Only one bed was not filled Thursday at Supermax, U.S. Bureau of Prisons spokeswoman Tracy Billingsley said.
btw, why does he still have money to pay someone
There is something wrong with our justice system when someone convicted of a financial crime receives 150 years in prison while someone who convicted of killing a human being receives a sentences as low as seven years. Having said that I am not justifying what Madoff did or the anguish he caused.
That's true. He stole billions. The government steals trillions and trillions from taxpayers every year.
He got 150 years because he exposed the corruption within the SEC not because he stole $50 Billion dollars.
That said he shouldn’t spend the time in a Supermax with all those others. They should be shot and he should go to a medium security work camp. Those Supermax prisons are expensive.
Eglin Federal Prison on Eglin Air Base. No Walls just lines not to cross. A little Golf work and that’s it.
Am I the first person ever to hear the term “prison consultant?”
sheesh...
Unfortunately, in Law, it is necessary to equate human life and money - but not even in Law, also in Commerce (building a large, e.g., public works project is calculated to always cost several human lives because construction workers are killed accidently).
Someone who robs you of $1000 has effectively stolen part of your life - namely, the amount of time you would need to earn / save $1000.
Supposing that you and your extended family were all found guilty of stealing / defrauding / embezzeling $100 million, and ordered by the court to "work it off." That would effectively mean that you and 20 - 30 other persons would be sentenced to servitude for the remainder of your natural lives. But if you, as an individual, were alone guilty, and unable to pay recompense, then that means that the, say, one thousand people whom you defrauded each "lost" approx. $100,000 in life-time.
Furthermore, let's remember that Madoff committed his crimes with deliberation, over a period of many, many years - whereas taking a human life - e.g., in a bar brawl - can be a spontaneous event.

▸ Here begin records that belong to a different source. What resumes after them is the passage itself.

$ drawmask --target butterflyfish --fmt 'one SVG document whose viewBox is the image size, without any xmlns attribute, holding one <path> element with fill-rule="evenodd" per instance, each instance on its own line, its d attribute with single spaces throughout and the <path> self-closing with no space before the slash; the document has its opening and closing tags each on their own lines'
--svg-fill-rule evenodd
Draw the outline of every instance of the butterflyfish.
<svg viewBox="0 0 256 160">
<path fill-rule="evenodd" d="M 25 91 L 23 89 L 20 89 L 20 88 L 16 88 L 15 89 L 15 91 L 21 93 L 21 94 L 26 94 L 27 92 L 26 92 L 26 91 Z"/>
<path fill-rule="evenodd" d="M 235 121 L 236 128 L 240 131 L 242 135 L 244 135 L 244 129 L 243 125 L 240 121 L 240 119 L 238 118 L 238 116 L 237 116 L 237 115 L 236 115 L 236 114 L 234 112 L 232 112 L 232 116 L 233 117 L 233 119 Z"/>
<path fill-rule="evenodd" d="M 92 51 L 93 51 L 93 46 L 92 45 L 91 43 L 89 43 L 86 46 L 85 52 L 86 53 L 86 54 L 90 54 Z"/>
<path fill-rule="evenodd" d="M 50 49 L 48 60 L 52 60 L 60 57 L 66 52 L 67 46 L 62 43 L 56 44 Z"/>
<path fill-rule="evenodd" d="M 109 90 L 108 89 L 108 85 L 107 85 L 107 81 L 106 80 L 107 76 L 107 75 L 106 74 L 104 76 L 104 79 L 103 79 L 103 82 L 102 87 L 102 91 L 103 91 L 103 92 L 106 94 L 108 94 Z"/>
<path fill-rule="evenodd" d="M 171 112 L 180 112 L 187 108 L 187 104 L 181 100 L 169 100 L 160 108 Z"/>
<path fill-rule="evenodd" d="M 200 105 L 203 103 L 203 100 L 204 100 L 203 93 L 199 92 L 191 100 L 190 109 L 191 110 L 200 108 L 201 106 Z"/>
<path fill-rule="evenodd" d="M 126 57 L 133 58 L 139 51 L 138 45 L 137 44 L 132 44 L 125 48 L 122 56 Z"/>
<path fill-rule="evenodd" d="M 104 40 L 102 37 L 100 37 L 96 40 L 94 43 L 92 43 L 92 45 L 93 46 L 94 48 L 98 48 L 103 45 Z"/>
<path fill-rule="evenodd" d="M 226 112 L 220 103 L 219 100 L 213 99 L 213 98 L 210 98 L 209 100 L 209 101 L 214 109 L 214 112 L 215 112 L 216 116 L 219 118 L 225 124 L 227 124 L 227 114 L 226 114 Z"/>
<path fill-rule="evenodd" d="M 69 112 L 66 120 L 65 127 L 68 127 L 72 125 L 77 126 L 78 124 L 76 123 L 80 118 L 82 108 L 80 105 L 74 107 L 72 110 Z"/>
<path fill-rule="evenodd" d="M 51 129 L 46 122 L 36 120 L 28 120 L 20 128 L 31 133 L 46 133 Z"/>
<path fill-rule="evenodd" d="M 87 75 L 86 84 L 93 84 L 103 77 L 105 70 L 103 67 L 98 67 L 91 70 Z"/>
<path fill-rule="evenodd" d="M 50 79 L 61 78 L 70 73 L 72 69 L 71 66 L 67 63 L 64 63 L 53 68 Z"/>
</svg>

Finally, one should note that Madoff was sentenced to 150 years - but that he will under no circumstances actually sit in prison for 150 years.
Regards,
Hoelter worked on the IRS case with Willie Nelson and that’s when Willie made the album “”IRS tapes or something what ever it was called.
He also was influential in the Leona Helmsley case,too.
Wow. Denver? Really?
He should have got a “LIFE” coach.
Nothing much is achieved by putting Madoff in Supermax except scaring the crap out of him for the rest of his unnatural life and putting his life in constant peril from other prisoners.
That’s not too useful.
IMO he would be better in a medium security prison with minimal creature comforts and a job making license plates. He can’t dig ditches at his age and it would be silly to make him try. But he certainly can stamp license plates, one after the other after the other, day in, day out, week after week, month after year, for the rest of his life.
That would be punishment that fits the crime.
(Liz ping)
“Am I the first person ever to hear the term prison consultant? “
It could almost be a movie title, kind of a sequal to “The Wedding Planner” or something...
Lives lost in construction projects, whether public or private, are not intentional except in those instances where the behavior amounts to gross neglience for which the law then assumes the requisite intent.
I would further suggest you are blurring the lines between civil and criminal proceedings. In criminal trials, any monetary fines are paid to the state and not to the victims. The victims of Madoff's crimes are still free to Madoff in civil actions in which his conviction of federal charges could be used against him.
In civil cases where neither imprisonment or death is available as a rememdy, the standard of proof is far lower which tacitly acknowledges that death or imprisonment is a far more severe sanction than mere monetary penalties.